Urban heat islands are growing in America, and we need to be aware. As cities are sprawling out into the countryside these islands are growing. An urban heat island is a metropolitan area that is significantly warmer than its surroundings. According to the EPA, the annual mean air temperature of a city with one million people or more can be 1.8 to 5.4 degrees Fahrenheit warmer than surrounding areas. The difference in temperatures is usually greater at night. The difference is also greater in the winter than the summer. We have seen a difference of 22 degrees between a city and a rural area during the evening.
How to Build an Island
Unlike the islands in a tropical destination, urban heat islands are man made. Heat islands are created as vegetation in rural areas gets replaced by asphalt and concrete. Asphalt and concrete absorb the incoming solar radiation rather than reflect it. This absorption causes the surface temperature to rise. Other major contributions are tall buildings and narrow roads, that trap the heat near the surface. As the areas surrounding a city cool more quickly, they form an island of heat.

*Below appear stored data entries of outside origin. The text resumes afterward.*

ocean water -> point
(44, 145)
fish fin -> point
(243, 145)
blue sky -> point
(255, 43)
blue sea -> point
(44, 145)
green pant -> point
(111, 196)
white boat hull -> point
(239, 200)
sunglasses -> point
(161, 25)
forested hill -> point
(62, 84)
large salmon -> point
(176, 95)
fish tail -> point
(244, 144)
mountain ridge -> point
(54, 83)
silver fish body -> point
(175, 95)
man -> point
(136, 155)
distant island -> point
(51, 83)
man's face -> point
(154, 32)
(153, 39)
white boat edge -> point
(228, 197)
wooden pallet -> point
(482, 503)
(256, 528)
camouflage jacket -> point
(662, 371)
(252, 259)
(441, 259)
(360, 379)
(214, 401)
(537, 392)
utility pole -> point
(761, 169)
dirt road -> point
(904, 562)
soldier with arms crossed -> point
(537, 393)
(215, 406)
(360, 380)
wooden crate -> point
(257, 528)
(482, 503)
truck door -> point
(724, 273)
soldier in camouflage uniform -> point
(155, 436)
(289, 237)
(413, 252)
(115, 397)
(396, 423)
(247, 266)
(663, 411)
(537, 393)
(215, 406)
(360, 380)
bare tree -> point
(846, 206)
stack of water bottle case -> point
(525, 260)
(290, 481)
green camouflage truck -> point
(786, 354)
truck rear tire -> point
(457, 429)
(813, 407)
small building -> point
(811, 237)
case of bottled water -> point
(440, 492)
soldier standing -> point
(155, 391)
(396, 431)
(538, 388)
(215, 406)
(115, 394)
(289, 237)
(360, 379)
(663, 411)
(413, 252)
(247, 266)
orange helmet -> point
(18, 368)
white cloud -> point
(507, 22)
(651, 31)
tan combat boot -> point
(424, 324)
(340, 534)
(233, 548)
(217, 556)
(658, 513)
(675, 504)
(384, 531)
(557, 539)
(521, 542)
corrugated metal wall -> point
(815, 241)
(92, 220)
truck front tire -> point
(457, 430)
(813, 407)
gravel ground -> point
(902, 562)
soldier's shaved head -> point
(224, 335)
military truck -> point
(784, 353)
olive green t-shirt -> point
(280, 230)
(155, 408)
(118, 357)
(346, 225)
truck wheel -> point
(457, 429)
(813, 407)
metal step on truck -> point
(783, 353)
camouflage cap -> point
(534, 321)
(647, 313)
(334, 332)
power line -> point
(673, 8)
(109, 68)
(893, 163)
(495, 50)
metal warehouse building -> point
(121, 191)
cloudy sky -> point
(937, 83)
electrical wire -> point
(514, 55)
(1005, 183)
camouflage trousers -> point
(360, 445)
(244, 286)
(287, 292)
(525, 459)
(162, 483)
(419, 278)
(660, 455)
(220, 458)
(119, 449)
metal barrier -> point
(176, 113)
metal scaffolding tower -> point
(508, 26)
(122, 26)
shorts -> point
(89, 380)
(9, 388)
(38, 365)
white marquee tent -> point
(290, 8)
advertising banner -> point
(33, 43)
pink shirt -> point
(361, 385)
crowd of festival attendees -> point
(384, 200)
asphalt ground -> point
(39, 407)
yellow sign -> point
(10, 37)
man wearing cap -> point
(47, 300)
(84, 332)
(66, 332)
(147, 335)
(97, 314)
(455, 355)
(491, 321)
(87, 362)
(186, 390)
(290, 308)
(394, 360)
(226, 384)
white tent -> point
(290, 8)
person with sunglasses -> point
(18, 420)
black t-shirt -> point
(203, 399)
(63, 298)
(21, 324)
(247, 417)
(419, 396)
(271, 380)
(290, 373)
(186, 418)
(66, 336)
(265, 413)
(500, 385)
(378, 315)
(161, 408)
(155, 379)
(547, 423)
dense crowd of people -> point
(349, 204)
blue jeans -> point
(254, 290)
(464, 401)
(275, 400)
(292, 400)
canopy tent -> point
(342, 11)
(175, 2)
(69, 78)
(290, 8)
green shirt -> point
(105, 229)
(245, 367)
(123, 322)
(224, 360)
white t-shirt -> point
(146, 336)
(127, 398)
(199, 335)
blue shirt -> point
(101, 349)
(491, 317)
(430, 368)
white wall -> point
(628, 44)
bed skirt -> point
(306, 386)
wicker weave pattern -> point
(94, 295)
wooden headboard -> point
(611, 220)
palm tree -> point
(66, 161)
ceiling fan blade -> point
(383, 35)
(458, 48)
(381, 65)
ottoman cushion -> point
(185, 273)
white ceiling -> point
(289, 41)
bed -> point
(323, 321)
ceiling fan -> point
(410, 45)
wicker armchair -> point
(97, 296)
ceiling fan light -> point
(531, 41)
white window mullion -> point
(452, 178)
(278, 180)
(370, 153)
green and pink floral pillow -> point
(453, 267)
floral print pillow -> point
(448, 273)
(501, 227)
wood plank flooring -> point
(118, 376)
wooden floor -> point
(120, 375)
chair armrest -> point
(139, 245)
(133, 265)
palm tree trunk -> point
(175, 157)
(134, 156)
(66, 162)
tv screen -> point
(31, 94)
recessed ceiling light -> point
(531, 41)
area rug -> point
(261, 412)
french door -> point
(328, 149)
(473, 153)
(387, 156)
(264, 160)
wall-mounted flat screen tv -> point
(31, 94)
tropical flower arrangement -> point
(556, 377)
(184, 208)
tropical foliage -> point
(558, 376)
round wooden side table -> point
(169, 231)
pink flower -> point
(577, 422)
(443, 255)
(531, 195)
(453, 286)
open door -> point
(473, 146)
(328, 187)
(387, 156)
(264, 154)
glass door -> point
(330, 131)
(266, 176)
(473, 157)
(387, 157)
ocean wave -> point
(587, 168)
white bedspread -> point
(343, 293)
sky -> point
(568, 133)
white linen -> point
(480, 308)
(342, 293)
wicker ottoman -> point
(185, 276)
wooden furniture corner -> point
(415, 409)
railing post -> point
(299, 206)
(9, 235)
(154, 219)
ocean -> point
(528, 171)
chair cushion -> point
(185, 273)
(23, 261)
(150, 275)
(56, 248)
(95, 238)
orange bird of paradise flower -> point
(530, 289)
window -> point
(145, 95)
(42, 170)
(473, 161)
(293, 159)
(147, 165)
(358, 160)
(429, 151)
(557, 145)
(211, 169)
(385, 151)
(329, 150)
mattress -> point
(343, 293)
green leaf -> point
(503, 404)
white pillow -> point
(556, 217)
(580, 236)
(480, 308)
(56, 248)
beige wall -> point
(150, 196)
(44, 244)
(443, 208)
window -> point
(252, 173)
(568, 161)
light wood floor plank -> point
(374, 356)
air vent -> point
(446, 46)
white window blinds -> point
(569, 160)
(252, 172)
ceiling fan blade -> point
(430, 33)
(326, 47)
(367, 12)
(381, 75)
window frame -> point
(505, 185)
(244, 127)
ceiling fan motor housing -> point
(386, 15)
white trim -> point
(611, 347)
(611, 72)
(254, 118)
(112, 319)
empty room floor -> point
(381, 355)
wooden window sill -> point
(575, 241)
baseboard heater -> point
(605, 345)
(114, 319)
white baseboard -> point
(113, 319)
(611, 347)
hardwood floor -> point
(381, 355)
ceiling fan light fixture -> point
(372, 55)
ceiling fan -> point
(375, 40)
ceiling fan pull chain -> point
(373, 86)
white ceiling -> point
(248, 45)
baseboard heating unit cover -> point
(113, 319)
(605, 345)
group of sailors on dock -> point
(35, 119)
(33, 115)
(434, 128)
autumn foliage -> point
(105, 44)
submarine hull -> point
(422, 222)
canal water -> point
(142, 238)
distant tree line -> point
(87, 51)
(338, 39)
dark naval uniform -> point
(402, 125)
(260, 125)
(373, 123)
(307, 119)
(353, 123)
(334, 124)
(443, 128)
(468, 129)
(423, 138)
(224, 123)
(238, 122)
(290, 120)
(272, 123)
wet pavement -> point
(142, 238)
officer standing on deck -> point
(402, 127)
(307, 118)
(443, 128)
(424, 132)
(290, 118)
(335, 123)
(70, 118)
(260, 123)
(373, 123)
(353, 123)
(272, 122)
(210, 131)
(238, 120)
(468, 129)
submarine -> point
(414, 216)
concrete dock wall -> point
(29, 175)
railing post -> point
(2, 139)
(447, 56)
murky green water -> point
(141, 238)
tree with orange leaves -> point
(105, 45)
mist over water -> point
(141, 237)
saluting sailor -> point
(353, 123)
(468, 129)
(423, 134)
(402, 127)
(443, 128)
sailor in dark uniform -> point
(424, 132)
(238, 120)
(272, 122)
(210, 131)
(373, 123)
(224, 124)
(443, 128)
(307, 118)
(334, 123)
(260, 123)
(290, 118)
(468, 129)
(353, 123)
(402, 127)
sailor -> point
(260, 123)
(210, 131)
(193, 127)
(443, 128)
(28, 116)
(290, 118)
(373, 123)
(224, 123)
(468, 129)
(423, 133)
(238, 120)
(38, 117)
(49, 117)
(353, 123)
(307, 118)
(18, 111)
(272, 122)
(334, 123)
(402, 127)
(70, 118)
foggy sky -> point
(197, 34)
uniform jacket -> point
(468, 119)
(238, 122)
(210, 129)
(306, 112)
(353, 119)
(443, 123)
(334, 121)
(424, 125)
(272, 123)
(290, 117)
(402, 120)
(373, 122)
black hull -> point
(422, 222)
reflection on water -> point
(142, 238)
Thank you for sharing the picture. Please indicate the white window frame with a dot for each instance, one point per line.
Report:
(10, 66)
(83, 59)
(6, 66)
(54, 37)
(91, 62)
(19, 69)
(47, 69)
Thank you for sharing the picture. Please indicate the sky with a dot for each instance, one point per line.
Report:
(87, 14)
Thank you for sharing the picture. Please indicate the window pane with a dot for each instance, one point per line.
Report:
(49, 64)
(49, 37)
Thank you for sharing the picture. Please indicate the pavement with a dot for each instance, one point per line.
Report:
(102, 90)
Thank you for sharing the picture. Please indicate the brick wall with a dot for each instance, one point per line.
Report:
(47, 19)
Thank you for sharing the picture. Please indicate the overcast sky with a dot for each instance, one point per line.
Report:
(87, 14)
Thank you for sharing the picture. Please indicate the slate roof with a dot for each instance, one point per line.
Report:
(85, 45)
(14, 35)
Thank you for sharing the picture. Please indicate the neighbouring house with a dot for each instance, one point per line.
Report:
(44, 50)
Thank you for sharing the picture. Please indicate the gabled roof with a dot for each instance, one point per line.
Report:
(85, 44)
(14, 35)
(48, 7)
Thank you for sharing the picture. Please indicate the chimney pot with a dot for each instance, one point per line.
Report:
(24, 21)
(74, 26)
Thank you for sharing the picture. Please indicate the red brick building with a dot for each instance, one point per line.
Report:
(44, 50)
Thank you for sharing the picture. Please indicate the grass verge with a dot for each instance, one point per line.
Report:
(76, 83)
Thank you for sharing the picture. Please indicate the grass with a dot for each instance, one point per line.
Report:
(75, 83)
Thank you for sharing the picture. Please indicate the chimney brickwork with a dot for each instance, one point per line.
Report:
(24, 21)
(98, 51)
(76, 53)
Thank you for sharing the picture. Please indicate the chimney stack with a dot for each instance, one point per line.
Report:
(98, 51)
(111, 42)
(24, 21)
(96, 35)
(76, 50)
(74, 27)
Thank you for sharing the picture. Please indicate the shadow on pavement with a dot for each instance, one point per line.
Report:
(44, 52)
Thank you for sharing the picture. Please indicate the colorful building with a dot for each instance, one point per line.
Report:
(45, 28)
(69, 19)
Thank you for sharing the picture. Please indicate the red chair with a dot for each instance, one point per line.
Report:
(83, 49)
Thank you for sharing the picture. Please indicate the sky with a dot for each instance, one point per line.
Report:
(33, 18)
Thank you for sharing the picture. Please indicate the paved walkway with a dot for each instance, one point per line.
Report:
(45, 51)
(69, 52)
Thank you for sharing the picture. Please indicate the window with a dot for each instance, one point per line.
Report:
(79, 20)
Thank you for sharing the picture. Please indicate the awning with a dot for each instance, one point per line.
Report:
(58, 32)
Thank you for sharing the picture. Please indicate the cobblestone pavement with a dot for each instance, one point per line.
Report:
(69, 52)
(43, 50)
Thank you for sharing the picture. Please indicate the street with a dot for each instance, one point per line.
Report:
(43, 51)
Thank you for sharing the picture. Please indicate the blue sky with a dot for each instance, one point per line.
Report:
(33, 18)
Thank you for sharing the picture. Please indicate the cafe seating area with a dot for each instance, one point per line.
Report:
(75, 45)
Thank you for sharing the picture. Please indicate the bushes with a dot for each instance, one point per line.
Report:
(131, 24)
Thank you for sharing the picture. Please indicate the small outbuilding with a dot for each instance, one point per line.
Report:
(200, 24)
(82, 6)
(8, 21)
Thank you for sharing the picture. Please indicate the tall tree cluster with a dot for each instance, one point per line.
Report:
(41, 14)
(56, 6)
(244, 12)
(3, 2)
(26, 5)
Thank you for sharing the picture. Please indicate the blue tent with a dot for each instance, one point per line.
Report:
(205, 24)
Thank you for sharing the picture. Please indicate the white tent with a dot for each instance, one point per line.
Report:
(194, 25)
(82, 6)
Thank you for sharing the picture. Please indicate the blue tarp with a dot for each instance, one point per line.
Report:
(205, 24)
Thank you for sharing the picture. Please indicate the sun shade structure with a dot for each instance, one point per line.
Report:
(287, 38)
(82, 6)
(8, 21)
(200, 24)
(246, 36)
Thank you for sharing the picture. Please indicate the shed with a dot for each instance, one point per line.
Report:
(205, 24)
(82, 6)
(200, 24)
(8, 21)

Slowing the Growth Process
Urban heat islands can be slowed or reversed. The EPA lists five strategies that cities have begun implementing:
1. Increasing tree and vegetation cover
2. Growing a vegetative layer on rooftops
3. Using roofing materials that reflect the sunlight and heat away from a building
4. Using pavement materials that remain cooler than traditional materials
5. Using smart growth in developing communities
Even with such a simple solution, most people are unaware that there is a problem. Some things such as green roofs may not be possible when you live in a traditional home, but every member of a community can contribute to the fight. We can plant trees around our homes or make sure we are using more energy efficient appliances. We either look forward and accept the increased heat that is to come or we turn our focus to controlling it.